We have our first show this weekend and my Angel is going through her coat change. Constant matting every time you blink. I am planning on doing the big bath, grooming session the night before we leave. I have Coat Handler Shampoo and the EZ Groom Silky Almond Shampoo. I am wondering which would of these shampoos might help with less matting. I have the Coat Handler Conditioner also. Any thoughts on this? I have not used the Silky Almond yet, it just came this week. Maybe it would be best not to try the new shampoo before our first show!?!? You are all so wonderful with your advice. I am learning a lot here. Thank you!


----------



## windfallhavs (Oct 19, 2006)

This is just me personally, but I never try out new grooming products right before a show. If you don't like what they do to the coat, you are going to end up having to redo all of the grooming...I would wait and experiment with new products during a regular grooming session. Then...if you like the results, you know that you are safe using the products for the show bath.


----------



## Me&2Girls (May 11, 2007)

My guess is that if you've used Coat Handler in the past and liked it, then you should stick with it - especially if you are grooming the night before and can't do it in the morning.


----------



## jjndjgotahav (Jan 6, 2008)

Thank you. I guess it was a silly question. I think I am nervous about the show and frustrated with the mats. 

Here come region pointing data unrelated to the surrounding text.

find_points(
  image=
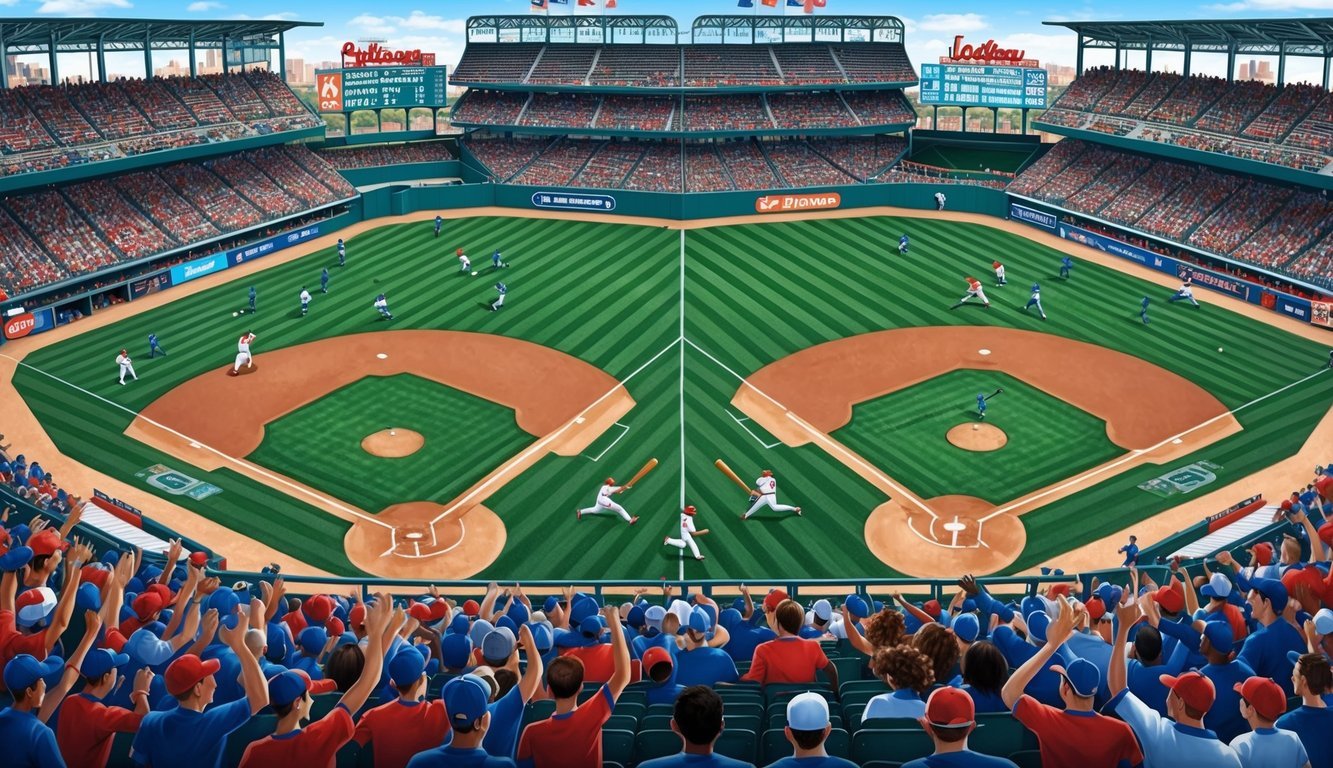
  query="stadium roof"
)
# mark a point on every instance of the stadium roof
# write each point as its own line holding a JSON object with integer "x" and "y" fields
{"x": 37, "y": 35}
{"x": 1291, "y": 36}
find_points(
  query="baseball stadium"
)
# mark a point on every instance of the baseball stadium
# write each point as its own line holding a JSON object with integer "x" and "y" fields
{"x": 911, "y": 411}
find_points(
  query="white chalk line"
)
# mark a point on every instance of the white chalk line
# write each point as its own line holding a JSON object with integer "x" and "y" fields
{"x": 205, "y": 447}
{"x": 1139, "y": 452}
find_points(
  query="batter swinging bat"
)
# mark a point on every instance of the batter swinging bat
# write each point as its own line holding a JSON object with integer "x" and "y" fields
{"x": 735, "y": 478}
{"x": 645, "y": 470}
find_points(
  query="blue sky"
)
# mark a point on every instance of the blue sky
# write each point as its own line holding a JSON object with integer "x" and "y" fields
{"x": 440, "y": 26}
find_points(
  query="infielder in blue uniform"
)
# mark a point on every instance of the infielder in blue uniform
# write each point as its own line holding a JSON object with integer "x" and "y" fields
{"x": 1035, "y": 300}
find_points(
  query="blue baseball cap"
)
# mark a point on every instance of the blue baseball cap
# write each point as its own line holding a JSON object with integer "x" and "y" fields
{"x": 23, "y": 671}
{"x": 1081, "y": 675}
{"x": 465, "y": 699}
{"x": 101, "y": 660}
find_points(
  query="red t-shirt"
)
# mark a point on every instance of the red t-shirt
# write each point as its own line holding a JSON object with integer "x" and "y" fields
{"x": 599, "y": 662}
{"x": 88, "y": 727}
{"x": 571, "y": 740}
{"x": 787, "y": 660}
{"x": 1068, "y": 739}
{"x": 399, "y": 730}
{"x": 316, "y": 744}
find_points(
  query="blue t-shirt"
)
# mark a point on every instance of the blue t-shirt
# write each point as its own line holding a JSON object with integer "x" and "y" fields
{"x": 27, "y": 740}
{"x": 713, "y": 760}
{"x": 965, "y": 759}
{"x": 704, "y": 667}
{"x": 505, "y": 722}
{"x": 1315, "y": 727}
{"x": 451, "y": 758}
{"x": 181, "y": 736}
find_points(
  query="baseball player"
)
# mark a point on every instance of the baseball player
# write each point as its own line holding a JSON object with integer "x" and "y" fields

No matter how hard I am working on her she mats right back up.

Wish I had a magic wand


----------



## Havtahava (Aug 20, 2006)

I completely agree with Diane (windfallhavs). Don't try something new the night before or the morning of a show. Stick with what you know. If she is blowing coat, she's going to blow it no matter what the product is that you use.

Good luck!


----------



## EstrellaVila (Nov 30, 2007)

Boo for blowing coat. This is a late tip as you already did your show, but I had to experiment a ton to see what worked for Tito's coat. He has been to three shows now, and I think I kinda figured it out. I have to wake up and bathe/groom him the day of the show. His hair is just too kinky curly to do it any earlier. I tried night before and morning of and did not the same results. Throughout the week I spray tons of leave in conditioner and brush him. I spent 4 hours grooming him Sunday morning this last show. Not kidding. He pottied, was bathed with tons of conditioner, and then blow dried until he was as close to perfect as my patience would allow. I think the best you can do is brush consistently for the mats, and bring tons of diluted CH conditioner with you for your show day and possibly a blow dyer for last minute touches. I started using Isle of Dogs products because I found the coat handler shampoo was just a little too strong. You have to play around with it to find what works for you (dont test it show day like the ladies have already mentioned). Good luck in the ring and always remember to have fun!


----------